– Ан и не слыхивал… Какая? У нас, говоришь, в Ворах, беда?

– Все бы нам подешевше, – раздумчиво укоряет ямщик, – а за дешевку-то впятеро платить. Максимку Лызлова памятуешь?

– В пастухах который? Ну! – торопит Егор.

– Заспал на солнышке, по старости… а пастушата – ведь вон экие, их самих пасти впору – дудки резали. Коровы – восемь ли, девять ли голов – спустились на поемку…

– Ой! – пугается Егор, сдвигаясь с сиденья.

– Вот те и ой. Спустились да веху и обожрались… Подохло пятеро. Остальным фершал чекмасовский – Шебякин, что ль? – пузья прокалывать наезжал.

– Выходили? – волнуется Егор, ерзая по сиденью.

– Да не известны мы.

Переезжали мосток. Бревна хлопали, колеса стучали, мешали слушать.

– …парнишку, евойного братеня, крепко побили, в кулаки. Шестнадцатый всего парнишке. Да што, коров-то не подымешь! А этот вот убег да четыре, вишь, дня в лесах бродил. Сенькой-то тебя, что ли? – спросил он вдруг мальца, пугливо вскинувшего большие, в кругах, глаза. – Задичал! А мать в реке багром шарила. Темные мы, ровно под землей живем…

Ахает Егорова душа: неужто и твоя, Егор, корова в счет попала? А корова – месяц целый крику на Толкучем, земляка в трактир не сводить, с Карасьевым в праздничек пивком не побаловаться. Да еще новый дом в Ворах в голубой оттенок красить сбирался…

И тут же в память идет: и их – Егорку, да покойного Алёшу Босоногова, да Андрюшу Подпрятова, да Митю Барыкова – в детстве влекло на Глебовскую пойму, где высокого веха полые палки ненасытно сосут черный жир из заболоченной земли. Из веха цыкалки делали и дудки. Под вечер шли домой и трубили все четверо дружным хором и наперебой, распугивая куликов и кур, брюхатых баб и молодых телят. Егорке и прозвание было дадено: Егорка Тарары.

Небо стало глубже и темнее, увеличиваются в нем стайки звезд. Придвигается последний перелесок, за ним – Воры, Егорова родина. Лихо козырек пооткинув, носовым платочком обмахивает Егор Иваныч пыль с сапог.

– Да уж и то сказать! – рассудительно внушает Брыкин. – Уж больно народ у нас дик. Били нас, надо сказать, мало. Ноне, к примеру, жалобитесь да слезой тексте, а завтра как хлобыснете по священному-то месту… Серость в вас!

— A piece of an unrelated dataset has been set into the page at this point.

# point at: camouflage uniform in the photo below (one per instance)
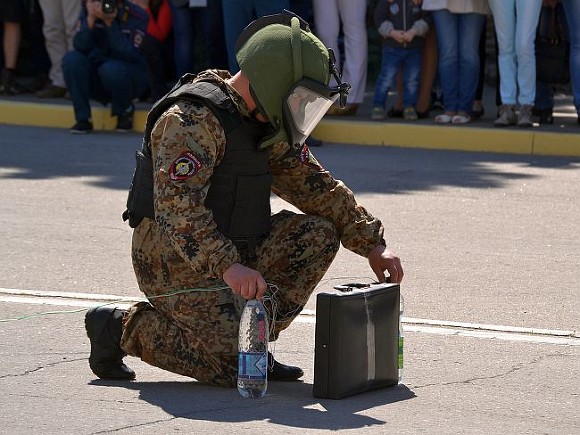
(195, 333)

– А сам-то, аль в графья пошел, как в городе пожил? – в первый раз оборачивается ямщик; из его деревянной рожи, распустившейся в острую насмешку, узятся презрительные старичьи глаза.

– Ну-ну, уж не щерься… правь, правь! – рычит на него Брыкин, скаля зубы и кося глаз на близкое село. – Ты знай свое дело, чеши бороду!..

Ямщик злобно и тупо смотрит на Брыкина и вдруг рывком поворачивается к лошадям.

– Э-э-к, вы… собачки зеленые! – с надрывом и дико кричит он, и кнут его свистит на всех трех разом.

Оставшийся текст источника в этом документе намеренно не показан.